1

Good day,

Can someone help me in the right direction here.

I have a string:

Task 10001:Bring cooldrinks
Task 10005:Waffle Iron,
this should of course be cleaned    
Task 10006:Remember Wife
Task 10000:Leave children

How do I break it up so that I can stick it per task into a list like:

List(0) = Task 10001: Bring cooldrinks
List(1) = Task 10005:Waffle Iron,this should of course be cleaned    
List(2) = Task 10006: Remember Wife
List(3) = Task 10000: Leave children

I would always receive the string like Task [number]: [Message]

Those inside the [] is the variables that will differ.

Joe
  • 46,419
  • 33
  • 155
  • 245
user1702369
  • 1,089
  • 2
  • 13
  • 31

3 Answers3

2

This should do it:

Task (?<number>[0-9]+):(?<message>(?:[^\n]+|\n(?!Task [0-9]+:))+)

It allows the messages to wrap lines, as per your Waffle Iron example.

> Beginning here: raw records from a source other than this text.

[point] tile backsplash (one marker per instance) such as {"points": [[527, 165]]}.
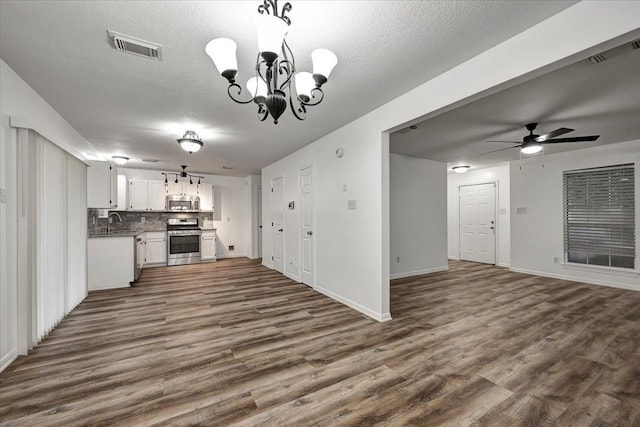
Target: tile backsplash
{"points": [[153, 221]]}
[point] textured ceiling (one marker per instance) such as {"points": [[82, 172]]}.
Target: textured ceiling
{"points": [[123, 104], [594, 99]]}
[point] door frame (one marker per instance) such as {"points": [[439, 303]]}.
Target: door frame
{"points": [[313, 225], [271, 210], [496, 208]]}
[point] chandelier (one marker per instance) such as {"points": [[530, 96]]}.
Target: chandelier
{"points": [[275, 81]]}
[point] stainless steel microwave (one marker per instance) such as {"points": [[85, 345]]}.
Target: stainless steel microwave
{"points": [[183, 203]]}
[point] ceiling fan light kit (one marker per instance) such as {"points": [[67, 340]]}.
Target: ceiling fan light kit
{"points": [[190, 142], [460, 169], [276, 82]]}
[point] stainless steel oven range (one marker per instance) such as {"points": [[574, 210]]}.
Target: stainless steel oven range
{"points": [[183, 241]]}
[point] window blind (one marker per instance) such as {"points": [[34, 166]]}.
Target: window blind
{"points": [[600, 216]]}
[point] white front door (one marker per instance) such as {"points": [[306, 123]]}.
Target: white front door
{"points": [[277, 226], [306, 226], [478, 223]]}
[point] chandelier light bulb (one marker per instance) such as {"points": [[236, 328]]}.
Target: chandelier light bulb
{"points": [[223, 54], [323, 62]]}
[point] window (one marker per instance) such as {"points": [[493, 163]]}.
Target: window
{"points": [[599, 216]]}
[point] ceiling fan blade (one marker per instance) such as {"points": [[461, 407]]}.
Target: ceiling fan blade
{"points": [[574, 139], [502, 149], [553, 134]]}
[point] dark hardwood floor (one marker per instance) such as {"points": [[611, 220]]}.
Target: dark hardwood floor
{"points": [[235, 343]]}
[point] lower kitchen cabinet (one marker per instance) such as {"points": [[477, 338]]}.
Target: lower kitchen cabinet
{"points": [[156, 248], [110, 262], [208, 246]]}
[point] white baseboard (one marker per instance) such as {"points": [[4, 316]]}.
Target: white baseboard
{"points": [[231, 256], [418, 272], [8, 358], [576, 279], [380, 317], [292, 277]]}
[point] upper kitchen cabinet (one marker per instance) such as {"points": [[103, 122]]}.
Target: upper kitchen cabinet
{"points": [[206, 197], [183, 188], [146, 195], [102, 185]]}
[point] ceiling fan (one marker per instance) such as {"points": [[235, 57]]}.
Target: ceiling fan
{"points": [[532, 143]]}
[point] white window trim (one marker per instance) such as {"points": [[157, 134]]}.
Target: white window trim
{"points": [[618, 271]]}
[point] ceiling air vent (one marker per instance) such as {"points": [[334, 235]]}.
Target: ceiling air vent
{"points": [[135, 46], [408, 129], [596, 59]]}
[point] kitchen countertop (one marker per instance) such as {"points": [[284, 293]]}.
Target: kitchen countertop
{"points": [[115, 233]]}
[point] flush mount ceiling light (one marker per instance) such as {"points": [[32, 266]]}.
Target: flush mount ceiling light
{"points": [[190, 142], [275, 80], [119, 160], [460, 169]]}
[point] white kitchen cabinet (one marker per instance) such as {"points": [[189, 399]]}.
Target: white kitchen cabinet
{"points": [[146, 195], [141, 251], [156, 248], [190, 189], [102, 186], [183, 188], [122, 193], [157, 196], [206, 197], [109, 262], [208, 245]]}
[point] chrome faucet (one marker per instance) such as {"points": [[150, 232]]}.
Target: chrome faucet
{"points": [[109, 220], [116, 214]]}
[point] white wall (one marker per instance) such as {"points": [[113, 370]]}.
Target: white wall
{"points": [[417, 200], [499, 175], [22, 107], [28, 110], [537, 235], [352, 247], [232, 216]]}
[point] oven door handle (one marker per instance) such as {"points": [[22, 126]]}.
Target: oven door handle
{"points": [[184, 233]]}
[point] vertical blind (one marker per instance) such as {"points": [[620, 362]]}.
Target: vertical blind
{"points": [[600, 216]]}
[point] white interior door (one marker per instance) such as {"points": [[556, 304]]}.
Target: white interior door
{"points": [[478, 223], [306, 226], [277, 226]]}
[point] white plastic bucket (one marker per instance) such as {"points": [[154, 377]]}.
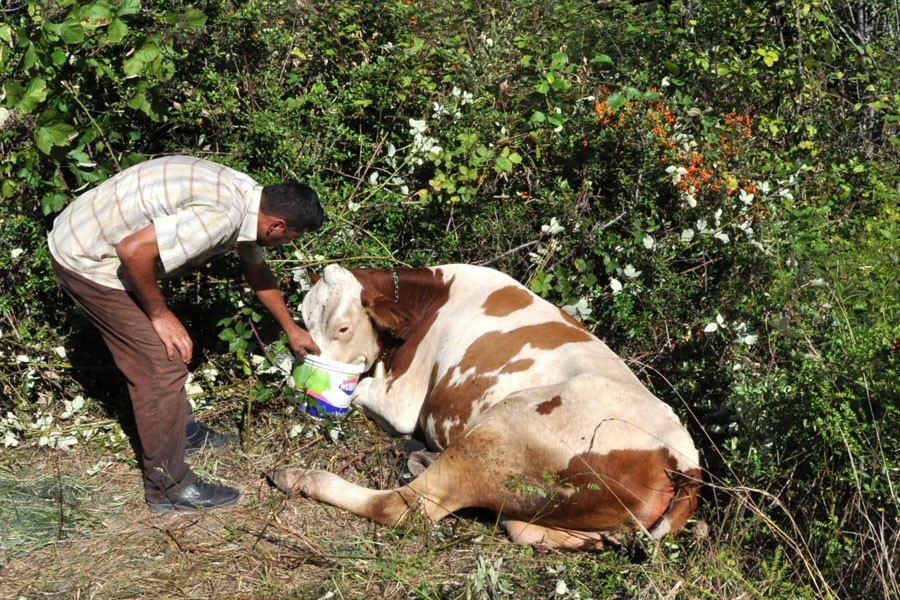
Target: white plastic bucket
{"points": [[327, 385]]}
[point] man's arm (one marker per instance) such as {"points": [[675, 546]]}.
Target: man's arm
{"points": [[139, 254], [263, 282]]}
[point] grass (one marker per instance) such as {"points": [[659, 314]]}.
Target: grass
{"points": [[73, 530]]}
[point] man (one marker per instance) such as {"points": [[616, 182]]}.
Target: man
{"points": [[155, 220]]}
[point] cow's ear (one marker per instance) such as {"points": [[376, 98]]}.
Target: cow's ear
{"points": [[385, 313]]}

If the numbers are always five digits, you can use [0-9]{5} instead of [0-9]+

It's using named capture groups (the (?<name>..) bit) for number and message, but of course can use normal capturing groups, or none at all if you're going to split the lines up separately, for example:

Task [0-9]+:(?:[^\n]+|\n(?!Task [0-9]+:))+


The key part of these expressions (matching the message without matching the next task) broken down is:

(?:
    [^\n]+
|
    \n(?!Task [0-9]+:)
)+

The first alternative matches as many non-newline characters as it can, if it fails it looks for a newline which is not followed by a new task, then repeats this as many times as it can (at least once), until it has consumed the message. ( If a message can be empty, change the final + to a * )

Peter Boughton
  • 110,170
  • 32
  • 120
  • 176
  • Jeeze these regular expressions, thanks for the answer.I'll will need to study your explanation. – user1702369 Sep 26 '13 at 13:58
  • No problem, let me know if there's anything that doesn't make sense. btw, [here's some info on doing named groups in C#](http://stackoverflow.com/questions/906493/regex-named-capturing-groups-in-net) – Peter Boughton Sep 26 '13 at 14:00
2
List<String> output=Regex.Matches(input,@"(?s)(?i)\bTask\b\s*\d+:.*?(?=\bTask\b|$)") 
                         .Cast<Match>()
                         .Select(x=>x.Value)
                         .ToList();
Anirudha
  • 32,393
  • 7
  • 68
  • 89
  • This will fail for content like `Task 10008:Find multitasking software.` Also, doing a lazy `.*?` match is generally slower (hence why I went for the negative class / alternation route). – Peter Boughton Sep 27 '13 at 11:27
  • @PeterBoughton no that won't fail..that seems to work well on my pc – Anirudha Sep 28 '13 at 18:58
  • Eh? It's doing a lazy `.*?` with a case-insensitive lookahead for `Task`, so it will match `Task 10008:Find multi` instead of consuming the whole message. – Peter Boughton Sep 28 '13 at 19:44
  • This is doing exactly what I wanted. As an add-on question: Can this regular expression change sothat it can work with another fixed text.For example do exactly the same if the word is not only 'Task', but 'Bug' also.Can it be done or will I have to calculate them seperate and then add them the 2 lists in 1 List? – user1702369 Oct 04 '13 at 11:49
  • @user1702369 change `TASK` to `(TASK|BUG)`...`|` means OR – Anirudha Oct 04 '13 at 11:50
0

The advantage with regex is, it will filter all bad lines. Because they don't match the pattern.

Something like: ^Task\s\d+:.+ will do

Jeroen van Langen
  • 21,446
  • 3
  • 42
  • 57